Wednesday, May 21, 2008

Bud Gal and sexy POP displays

“Hi, I’m a larger-than-life, bikini-clad, point-of-purchase display.

“I’m just hanging out with three of my friends at the end of aisles in a convenience store somewhere in rural Oklahoma.

“We’re here to increase Bud sales. At least that’s what I was led to believe.”

Good question: Do sexy POP displays have any influence on sales?

My guess is “yes.” I find it difficult to believe that this truly one-dimensional Bud Gal—and others like her—have no affect on beer sales.

The Research
At first glance research fails to support this perception. A 1984 study published by Marjorie Caballero and Paul Solomon in Journal of Advertising tested the influence of physically attractive models on POP displays for both beer and tissues. They found that good looking models failed to encourage men to buy more beer: “males tended to buy beer from displays depicting male models rather than from those depicting female models” (p. 21). Equally as interesting, they found that “low attractiveness” (read: ugly) models sold more tissues.

Reading deeper into the article we discover that Caballero and Solomon were only testing facial attractiveness. Basically they included mug shots of high, medium, and low attractive models or no photo at all. In other words, the images tested in their study are a far cry from the POP image shown here.

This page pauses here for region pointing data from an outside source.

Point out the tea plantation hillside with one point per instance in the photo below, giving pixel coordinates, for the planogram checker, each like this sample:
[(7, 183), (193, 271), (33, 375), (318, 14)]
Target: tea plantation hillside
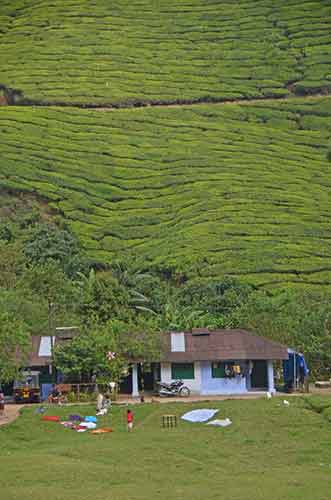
[(247, 187), (124, 52)]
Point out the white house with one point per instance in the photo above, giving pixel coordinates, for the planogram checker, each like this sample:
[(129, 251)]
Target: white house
[(218, 362)]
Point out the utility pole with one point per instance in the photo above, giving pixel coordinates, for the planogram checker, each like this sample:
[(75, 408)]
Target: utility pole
[(51, 330)]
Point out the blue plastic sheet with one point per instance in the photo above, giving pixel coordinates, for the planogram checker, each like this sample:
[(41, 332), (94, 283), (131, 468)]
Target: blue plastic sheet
[(199, 415)]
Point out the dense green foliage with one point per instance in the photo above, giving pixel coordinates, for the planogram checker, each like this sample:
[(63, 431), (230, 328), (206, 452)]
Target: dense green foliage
[(122, 309), (240, 190), (132, 51), (270, 451), (14, 345)]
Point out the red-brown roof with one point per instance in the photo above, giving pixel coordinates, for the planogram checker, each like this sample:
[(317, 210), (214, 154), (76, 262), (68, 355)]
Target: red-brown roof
[(223, 345)]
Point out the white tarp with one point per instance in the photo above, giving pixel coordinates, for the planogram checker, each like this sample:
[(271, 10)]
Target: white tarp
[(199, 415), (220, 423)]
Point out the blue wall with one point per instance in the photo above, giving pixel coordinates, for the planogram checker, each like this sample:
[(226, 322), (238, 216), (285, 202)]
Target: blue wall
[(215, 386)]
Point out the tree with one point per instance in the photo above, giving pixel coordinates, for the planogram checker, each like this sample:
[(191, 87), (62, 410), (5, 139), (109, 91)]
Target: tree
[(88, 353), (14, 345)]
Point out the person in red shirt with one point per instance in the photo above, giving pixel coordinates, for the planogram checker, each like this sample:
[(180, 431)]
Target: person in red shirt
[(129, 418)]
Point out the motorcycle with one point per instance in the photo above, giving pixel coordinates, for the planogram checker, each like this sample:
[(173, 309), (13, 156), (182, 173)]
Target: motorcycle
[(176, 388)]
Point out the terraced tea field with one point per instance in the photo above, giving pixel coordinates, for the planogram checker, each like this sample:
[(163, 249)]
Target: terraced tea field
[(124, 52), (245, 186)]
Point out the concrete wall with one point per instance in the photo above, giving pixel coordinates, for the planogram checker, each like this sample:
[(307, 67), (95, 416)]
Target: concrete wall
[(210, 385), (193, 384)]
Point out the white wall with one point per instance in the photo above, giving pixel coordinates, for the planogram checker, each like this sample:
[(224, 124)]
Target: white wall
[(193, 384)]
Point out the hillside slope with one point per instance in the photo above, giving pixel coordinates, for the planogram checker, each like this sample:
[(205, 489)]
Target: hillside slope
[(246, 186), (124, 52)]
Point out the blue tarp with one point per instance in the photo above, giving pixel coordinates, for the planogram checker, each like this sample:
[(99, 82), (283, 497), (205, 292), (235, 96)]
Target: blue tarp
[(199, 415)]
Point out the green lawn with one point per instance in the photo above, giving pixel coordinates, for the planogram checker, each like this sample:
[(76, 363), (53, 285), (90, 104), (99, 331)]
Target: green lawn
[(271, 451), (137, 51), (245, 186)]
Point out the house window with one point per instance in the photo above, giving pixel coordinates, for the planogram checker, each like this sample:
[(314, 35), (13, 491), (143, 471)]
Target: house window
[(182, 371), (223, 370), (177, 342)]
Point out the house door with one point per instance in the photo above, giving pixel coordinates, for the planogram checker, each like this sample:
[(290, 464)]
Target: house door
[(259, 377)]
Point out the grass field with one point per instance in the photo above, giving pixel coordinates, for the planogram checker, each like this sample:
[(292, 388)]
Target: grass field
[(245, 186), (271, 451), (136, 51)]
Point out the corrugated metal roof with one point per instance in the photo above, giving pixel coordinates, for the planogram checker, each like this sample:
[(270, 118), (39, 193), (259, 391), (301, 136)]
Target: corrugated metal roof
[(224, 345)]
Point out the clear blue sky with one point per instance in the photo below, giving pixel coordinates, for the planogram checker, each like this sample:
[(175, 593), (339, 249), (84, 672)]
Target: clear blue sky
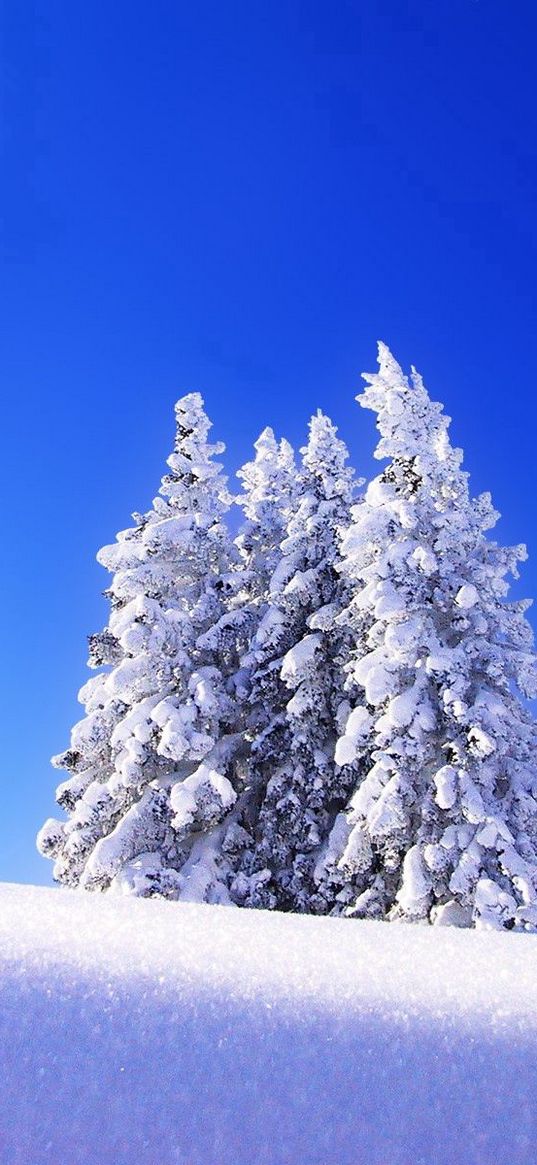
[(240, 198)]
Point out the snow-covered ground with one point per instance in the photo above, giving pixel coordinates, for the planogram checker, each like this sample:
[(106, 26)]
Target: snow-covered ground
[(136, 1032)]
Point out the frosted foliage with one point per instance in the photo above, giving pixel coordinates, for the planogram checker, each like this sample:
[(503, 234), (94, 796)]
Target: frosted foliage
[(438, 733), (295, 664), (163, 704)]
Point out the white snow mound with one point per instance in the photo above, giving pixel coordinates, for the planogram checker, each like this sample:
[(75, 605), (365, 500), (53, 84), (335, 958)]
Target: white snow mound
[(168, 1033)]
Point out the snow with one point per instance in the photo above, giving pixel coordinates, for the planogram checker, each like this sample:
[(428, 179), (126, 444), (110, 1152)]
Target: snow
[(467, 597), (147, 1031)]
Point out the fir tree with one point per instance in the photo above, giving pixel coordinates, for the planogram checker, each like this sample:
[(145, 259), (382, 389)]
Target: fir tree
[(160, 717), (442, 824), (295, 669)]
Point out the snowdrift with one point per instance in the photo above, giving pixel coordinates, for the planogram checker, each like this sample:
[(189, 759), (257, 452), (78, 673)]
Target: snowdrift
[(138, 1032)]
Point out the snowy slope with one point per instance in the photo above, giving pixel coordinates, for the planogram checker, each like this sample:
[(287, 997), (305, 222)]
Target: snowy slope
[(138, 1032)]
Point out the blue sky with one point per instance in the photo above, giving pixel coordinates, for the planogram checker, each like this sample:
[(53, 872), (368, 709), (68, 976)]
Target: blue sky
[(240, 198)]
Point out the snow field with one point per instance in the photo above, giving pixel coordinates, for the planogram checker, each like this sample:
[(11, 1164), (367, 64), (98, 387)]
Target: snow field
[(136, 1032)]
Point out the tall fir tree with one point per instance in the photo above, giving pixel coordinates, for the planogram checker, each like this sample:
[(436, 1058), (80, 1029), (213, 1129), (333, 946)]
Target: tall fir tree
[(161, 714), (295, 670), (442, 824)]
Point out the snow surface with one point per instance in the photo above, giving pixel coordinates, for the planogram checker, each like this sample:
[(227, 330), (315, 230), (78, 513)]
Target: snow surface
[(147, 1032)]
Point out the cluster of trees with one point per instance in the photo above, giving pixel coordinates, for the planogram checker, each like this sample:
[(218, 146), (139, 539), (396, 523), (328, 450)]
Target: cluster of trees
[(326, 713)]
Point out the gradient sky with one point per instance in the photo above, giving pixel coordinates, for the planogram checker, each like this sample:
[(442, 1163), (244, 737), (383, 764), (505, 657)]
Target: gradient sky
[(240, 198)]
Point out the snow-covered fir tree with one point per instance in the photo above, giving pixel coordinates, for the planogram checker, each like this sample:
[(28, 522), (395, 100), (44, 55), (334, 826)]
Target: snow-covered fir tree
[(442, 823), (295, 687), (148, 762)]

How sexy POP displays work
My guess is that marketers and retailers are very aware of the influence of POP displays. First, it’s a way to bring attention to your product just as consumers are making a decision. If you are a brand-switcher, and really don’t perceive a difference between Miller and Budweiser, the momentary gratification of a sexual image might get a sponsor the nod.

Last, let’s not forget that sexual information evokes a small but perceptible positively emotional response in most people. Especially domestic beer drinkers, right? When in such a state, one is more likely to make the impulse purchase: “Okay, I’ll get a 12-pack instead of a six.”

I’d be curious to see the research showing Bud Gal’s influence on sales. I bet she sells more Bud (and perhaps more Kleenex) in convenience stores she inhabits.